Excellent reponse. Consise and humble. I take my hat off you I_Claudia.
<> You’re too kind, really. You were right to point out the issue with Buddhism, since unlike the others it does have schools that don’t deify Buddha himself. I will try in the future to specify that I’m talking about religious Buddhism specifically. Cheers.
This is one of the worst failures of logic I’ve ever heard in my life. You need to read some Chesterton.
Except for dogs. Their gods look like humans. Also cats wouldn’t worship gods. They think of themselves as gods already….well mine does, I’m sure.
All hail Ceiling Cat
A dog looks at its owner and thinks: “You give me food, water and shelter and take care of my every need. You must be God.”
A cat looks at its owner and thinks: “You give me food, water and shelter and take care of my every need. I must be God.”
The fact that this comic is posted on here and has gained any traction whatsoever is just a testament that atheists are completely uneducated on the subjects they attempt to “debunk.” Oh WAIT. That’s a blanket statement. SOME atheists are completely and utterly beyond clueless as to what intellectually rigorous Christianity actually purports. In fact, as a Catholic, I’m not even offended by this nonsense, because clearly those cheering it on have no idea what “in His image” actually denotes.

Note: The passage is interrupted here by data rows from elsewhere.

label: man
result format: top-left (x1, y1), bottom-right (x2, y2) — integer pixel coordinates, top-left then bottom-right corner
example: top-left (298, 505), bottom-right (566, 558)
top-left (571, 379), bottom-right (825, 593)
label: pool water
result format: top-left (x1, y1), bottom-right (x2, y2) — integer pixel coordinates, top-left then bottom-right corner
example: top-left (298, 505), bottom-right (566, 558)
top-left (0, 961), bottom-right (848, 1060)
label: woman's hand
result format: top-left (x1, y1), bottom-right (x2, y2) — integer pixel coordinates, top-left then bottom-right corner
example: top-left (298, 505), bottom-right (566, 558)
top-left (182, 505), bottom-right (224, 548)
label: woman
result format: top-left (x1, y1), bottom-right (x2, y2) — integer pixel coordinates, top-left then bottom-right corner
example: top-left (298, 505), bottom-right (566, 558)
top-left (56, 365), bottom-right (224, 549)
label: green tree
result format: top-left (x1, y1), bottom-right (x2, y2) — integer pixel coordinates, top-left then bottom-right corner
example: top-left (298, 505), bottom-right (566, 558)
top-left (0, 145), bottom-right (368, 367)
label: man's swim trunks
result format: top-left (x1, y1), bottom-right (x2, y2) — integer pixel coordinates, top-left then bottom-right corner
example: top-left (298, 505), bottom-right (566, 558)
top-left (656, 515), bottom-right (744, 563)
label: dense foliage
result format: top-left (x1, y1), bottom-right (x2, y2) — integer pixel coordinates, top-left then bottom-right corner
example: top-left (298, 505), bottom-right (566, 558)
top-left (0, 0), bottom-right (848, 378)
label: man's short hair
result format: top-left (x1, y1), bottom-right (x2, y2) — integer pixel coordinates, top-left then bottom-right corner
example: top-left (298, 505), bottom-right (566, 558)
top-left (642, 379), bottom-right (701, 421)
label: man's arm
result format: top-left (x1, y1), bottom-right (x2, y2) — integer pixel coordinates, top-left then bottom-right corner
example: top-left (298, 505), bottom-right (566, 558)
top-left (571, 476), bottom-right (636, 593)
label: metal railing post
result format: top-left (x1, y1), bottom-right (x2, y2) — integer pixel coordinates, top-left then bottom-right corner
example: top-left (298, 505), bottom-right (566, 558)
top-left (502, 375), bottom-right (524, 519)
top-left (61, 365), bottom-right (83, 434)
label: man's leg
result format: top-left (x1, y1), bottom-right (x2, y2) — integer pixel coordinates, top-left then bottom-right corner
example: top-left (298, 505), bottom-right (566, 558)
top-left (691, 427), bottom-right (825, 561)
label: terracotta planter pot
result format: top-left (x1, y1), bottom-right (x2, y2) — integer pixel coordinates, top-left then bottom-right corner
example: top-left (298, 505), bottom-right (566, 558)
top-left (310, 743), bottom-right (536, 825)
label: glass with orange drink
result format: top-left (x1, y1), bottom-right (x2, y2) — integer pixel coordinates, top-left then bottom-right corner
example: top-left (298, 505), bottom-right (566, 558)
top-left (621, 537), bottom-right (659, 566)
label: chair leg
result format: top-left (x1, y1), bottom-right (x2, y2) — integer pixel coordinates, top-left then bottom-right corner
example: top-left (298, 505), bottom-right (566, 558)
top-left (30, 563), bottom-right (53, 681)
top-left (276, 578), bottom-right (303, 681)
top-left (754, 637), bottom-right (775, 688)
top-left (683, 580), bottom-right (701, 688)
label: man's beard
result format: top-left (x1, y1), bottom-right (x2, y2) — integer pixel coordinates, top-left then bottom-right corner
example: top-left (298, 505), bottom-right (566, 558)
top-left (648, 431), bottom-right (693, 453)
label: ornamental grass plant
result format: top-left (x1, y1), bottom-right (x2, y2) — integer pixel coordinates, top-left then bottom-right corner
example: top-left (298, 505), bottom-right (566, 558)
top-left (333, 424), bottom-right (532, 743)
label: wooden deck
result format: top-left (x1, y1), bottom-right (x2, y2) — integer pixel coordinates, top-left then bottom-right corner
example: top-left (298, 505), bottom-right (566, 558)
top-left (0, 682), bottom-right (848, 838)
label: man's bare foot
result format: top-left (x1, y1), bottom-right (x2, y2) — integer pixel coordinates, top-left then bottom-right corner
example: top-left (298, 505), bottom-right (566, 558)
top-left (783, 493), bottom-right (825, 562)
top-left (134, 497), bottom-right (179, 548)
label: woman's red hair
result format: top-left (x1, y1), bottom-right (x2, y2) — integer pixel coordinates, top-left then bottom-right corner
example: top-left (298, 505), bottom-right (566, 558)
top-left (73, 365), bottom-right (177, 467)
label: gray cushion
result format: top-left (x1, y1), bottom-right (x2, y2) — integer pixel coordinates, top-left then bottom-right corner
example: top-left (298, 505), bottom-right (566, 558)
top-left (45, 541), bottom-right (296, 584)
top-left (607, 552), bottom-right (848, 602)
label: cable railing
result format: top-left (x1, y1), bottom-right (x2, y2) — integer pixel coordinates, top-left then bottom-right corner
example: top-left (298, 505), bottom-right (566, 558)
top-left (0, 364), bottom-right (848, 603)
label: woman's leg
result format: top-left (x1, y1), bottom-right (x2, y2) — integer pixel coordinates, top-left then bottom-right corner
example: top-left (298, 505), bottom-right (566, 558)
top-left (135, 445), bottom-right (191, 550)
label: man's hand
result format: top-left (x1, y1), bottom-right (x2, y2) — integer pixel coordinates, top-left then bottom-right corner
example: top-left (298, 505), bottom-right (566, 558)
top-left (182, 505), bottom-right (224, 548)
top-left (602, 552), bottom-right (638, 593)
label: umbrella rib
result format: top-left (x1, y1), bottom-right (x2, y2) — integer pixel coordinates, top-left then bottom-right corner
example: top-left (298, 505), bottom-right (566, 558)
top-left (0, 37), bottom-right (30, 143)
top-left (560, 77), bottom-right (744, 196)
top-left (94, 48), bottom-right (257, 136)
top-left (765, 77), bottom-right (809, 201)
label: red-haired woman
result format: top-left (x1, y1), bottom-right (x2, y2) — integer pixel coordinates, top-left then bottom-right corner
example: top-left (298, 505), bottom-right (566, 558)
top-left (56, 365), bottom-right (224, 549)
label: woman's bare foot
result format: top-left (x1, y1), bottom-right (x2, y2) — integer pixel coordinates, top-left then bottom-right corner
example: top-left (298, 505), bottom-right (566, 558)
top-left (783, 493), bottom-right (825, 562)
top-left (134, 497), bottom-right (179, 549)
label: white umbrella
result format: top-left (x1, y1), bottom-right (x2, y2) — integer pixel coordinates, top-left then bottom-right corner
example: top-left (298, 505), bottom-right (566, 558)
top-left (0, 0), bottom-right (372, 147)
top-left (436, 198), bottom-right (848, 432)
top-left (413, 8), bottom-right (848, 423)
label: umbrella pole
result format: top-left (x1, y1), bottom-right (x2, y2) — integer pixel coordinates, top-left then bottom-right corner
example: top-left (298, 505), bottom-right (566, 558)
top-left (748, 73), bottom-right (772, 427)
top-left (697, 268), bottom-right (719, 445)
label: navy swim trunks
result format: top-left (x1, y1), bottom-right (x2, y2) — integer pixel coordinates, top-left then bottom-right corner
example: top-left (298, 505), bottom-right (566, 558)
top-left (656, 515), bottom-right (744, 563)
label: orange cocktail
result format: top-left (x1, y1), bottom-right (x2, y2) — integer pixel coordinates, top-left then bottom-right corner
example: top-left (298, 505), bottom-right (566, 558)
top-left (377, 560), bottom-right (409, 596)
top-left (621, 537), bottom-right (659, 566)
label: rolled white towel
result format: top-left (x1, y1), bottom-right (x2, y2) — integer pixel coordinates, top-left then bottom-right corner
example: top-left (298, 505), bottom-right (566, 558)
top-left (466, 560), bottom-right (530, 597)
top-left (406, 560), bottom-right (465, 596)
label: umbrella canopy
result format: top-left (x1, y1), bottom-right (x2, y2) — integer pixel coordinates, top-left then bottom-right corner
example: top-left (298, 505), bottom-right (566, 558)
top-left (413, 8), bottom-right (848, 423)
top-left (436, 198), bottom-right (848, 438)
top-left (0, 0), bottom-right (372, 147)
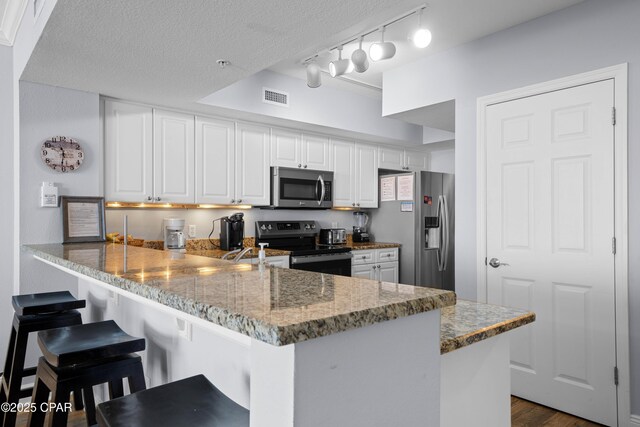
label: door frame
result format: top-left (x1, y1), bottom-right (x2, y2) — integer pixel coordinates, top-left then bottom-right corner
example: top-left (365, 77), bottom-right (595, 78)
top-left (476, 63), bottom-right (631, 426)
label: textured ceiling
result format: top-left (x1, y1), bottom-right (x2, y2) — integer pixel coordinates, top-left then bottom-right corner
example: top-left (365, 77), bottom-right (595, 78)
top-left (22, 0), bottom-right (419, 107)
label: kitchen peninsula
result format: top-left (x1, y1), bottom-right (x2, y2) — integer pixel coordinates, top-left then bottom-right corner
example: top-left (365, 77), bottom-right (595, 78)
top-left (24, 243), bottom-right (533, 426)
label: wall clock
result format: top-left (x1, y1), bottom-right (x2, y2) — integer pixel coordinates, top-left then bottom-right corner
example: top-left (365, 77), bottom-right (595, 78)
top-left (40, 136), bottom-right (84, 172)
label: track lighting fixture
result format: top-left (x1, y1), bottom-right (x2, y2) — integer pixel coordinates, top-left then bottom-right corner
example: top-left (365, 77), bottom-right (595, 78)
top-left (413, 8), bottom-right (431, 49)
top-left (351, 36), bottom-right (369, 73)
top-left (307, 62), bottom-right (322, 88)
top-left (369, 27), bottom-right (396, 61)
top-left (329, 46), bottom-right (353, 77)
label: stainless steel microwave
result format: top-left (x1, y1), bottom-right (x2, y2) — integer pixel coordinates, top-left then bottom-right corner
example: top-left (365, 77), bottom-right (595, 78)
top-left (271, 167), bottom-right (333, 209)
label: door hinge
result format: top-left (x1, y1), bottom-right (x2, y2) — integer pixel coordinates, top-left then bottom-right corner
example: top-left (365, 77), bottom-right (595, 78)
top-left (611, 107), bottom-right (616, 126)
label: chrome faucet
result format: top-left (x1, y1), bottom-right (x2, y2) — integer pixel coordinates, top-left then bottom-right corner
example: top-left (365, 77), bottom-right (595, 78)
top-left (233, 247), bottom-right (253, 264)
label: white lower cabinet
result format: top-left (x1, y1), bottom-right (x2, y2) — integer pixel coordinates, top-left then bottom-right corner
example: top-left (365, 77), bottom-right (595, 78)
top-left (351, 248), bottom-right (400, 283)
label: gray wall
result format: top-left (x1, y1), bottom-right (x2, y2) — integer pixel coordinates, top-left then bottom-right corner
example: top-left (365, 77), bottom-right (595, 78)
top-left (20, 82), bottom-right (103, 293)
top-left (0, 46), bottom-right (15, 368)
top-left (383, 0), bottom-right (640, 414)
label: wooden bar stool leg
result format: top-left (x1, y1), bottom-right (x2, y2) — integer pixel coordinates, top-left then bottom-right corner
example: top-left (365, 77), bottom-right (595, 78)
top-left (82, 387), bottom-right (98, 426)
top-left (27, 376), bottom-right (49, 427)
top-left (109, 379), bottom-right (124, 399)
top-left (49, 384), bottom-right (71, 427)
top-left (3, 332), bottom-right (29, 427)
top-left (127, 361), bottom-right (147, 393)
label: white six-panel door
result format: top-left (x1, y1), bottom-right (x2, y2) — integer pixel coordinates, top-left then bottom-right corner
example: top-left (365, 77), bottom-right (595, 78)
top-left (486, 80), bottom-right (617, 425)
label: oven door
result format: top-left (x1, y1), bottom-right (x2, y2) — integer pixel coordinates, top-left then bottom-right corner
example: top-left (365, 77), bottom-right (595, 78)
top-left (271, 167), bottom-right (333, 209)
top-left (289, 252), bottom-right (352, 277)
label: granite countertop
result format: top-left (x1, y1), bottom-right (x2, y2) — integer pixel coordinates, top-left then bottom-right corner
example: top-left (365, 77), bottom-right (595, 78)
top-left (440, 300), bottom-right (536, 354)
top-left (187, 248), bottom-right (291, 260)
top-left (349, 242), bottom-right (402, 251)
top-left (23, 243), bottom-right (456, 346)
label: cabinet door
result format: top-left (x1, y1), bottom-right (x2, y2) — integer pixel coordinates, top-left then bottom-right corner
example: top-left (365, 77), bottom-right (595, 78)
top-left (104, 100), bottom-right (153, 202)
top-left (153, 110), bottom-right (196, 203)
top-left (331, 140), bottom-right (355, 208)
top-left (355, 144), bottom-right (378, 208)
top-left (196, 117), bottom-right (236, 204)
top-left (377, 262), bottom-right (398, 283)
top-left (405, 150), bottom-right (429, 171)
top-left (302, 134), bottom-right (331, 171)
top-left (351, 264), bottom-right (376, 280)
top-left (271, 128), bottom-right (302, 168)
top-left (236, 123), bottom-right (270, 206)
top-left (378, 146), bottom-right (405, 171)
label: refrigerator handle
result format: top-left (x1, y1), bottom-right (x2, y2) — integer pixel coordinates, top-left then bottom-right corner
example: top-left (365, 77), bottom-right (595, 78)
top-left (440, 196), bottom-right (450, 271)
top-left (436, 196), bottom-right (447, 271)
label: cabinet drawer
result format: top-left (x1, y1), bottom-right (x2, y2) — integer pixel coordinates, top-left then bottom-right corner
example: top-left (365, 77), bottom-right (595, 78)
top-left (376, 248), bottom-right (398, 262)
top-left (351, 250), bottom-right (376, 265)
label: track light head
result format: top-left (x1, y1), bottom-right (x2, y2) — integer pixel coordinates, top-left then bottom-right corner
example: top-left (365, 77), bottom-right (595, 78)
top-left (369, 27), bottom-right (396, 61)
top-left (351, 36), bottom-right (369, 73)
top-left (307, 62), bottom-right (322, 89)
top-left (412, 9), bottom-right (431, 49)
top-left (329, 46), bottom-right (353, 77)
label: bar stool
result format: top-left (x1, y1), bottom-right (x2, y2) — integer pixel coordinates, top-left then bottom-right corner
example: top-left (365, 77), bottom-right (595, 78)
top-left (29, 320), bottom-right (145, 426)
top-left (98, 375), bottom-right (249, 427)
top-left (0, 291), bottom-right (86, 427)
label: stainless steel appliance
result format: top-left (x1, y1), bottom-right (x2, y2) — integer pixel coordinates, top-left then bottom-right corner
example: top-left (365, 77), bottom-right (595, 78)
top-left (270, 167), bottom-right (333, 209)
top-left (353, 211), bottom-right (369, 243)
top-left (320, 228), bottom-right (347, 245)
top-left (163, 218), bottom-right (187, 253)
top-left (256, 221), bottom-right (352, 276)
top-left (369, 172), bottom-right (455, 291)
top-left (220, 212), bottom-right (244, 251)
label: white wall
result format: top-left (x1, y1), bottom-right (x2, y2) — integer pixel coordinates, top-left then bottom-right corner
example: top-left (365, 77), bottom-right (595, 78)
top-left (200, 70), bottom-right (422, 145)
top-left (106, 208), bottom-right (360, 240)
top-left (0, 42), bottom-right (16, 360)
top-left (20, 82), bottom-right (103, 293)
top-left (383, 0), bottom-right (640, 414)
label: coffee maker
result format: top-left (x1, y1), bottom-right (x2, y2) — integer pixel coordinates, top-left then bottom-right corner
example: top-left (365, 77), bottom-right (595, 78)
top-left (163, 218), bottom-right (187, 253)
top-left (353, 211), bottom-right (369, 243)
top-left (220, 212), bottom-right (244, 251)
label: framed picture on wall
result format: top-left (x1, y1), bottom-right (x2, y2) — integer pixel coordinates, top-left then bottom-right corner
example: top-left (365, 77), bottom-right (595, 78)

I’m more confused than anything else as to how this is relevant at all.
Claudia, well said! I can’t help but notice that the only person who commented with arrogance and anger was Christian. Eastern religions becon one from the ego, Western religions are mired in ego. I have found that the Christian Bible, like all sacred texts, offers a great deal of wisdom to those who read it for what it is. But their god shares the same basic qualities of all gods, and all gods are, in essence, made in our image. Something to the effect of ” who are we, then, that you hold us in such esteem?” sums it up: Jewish and Christian thinkers 2000+/- years ago knew as well as any thinking man that stories are the creations of humans, not vise versa. And yes, the Egyption gods are included: they are depicted as humans with animal characteristics which compliment and exaggerate Man’s characteristics. Take a man, give him a little extra, a god is born. The universe is atheist in all but our creative imaginations and literature…but that does not mean it is Godless. God is without doubt far above and beyond our potential, at least our to date. But gods came after us, to explain that which we still call God, and we still don’t quite understand. Great comic, fun comments!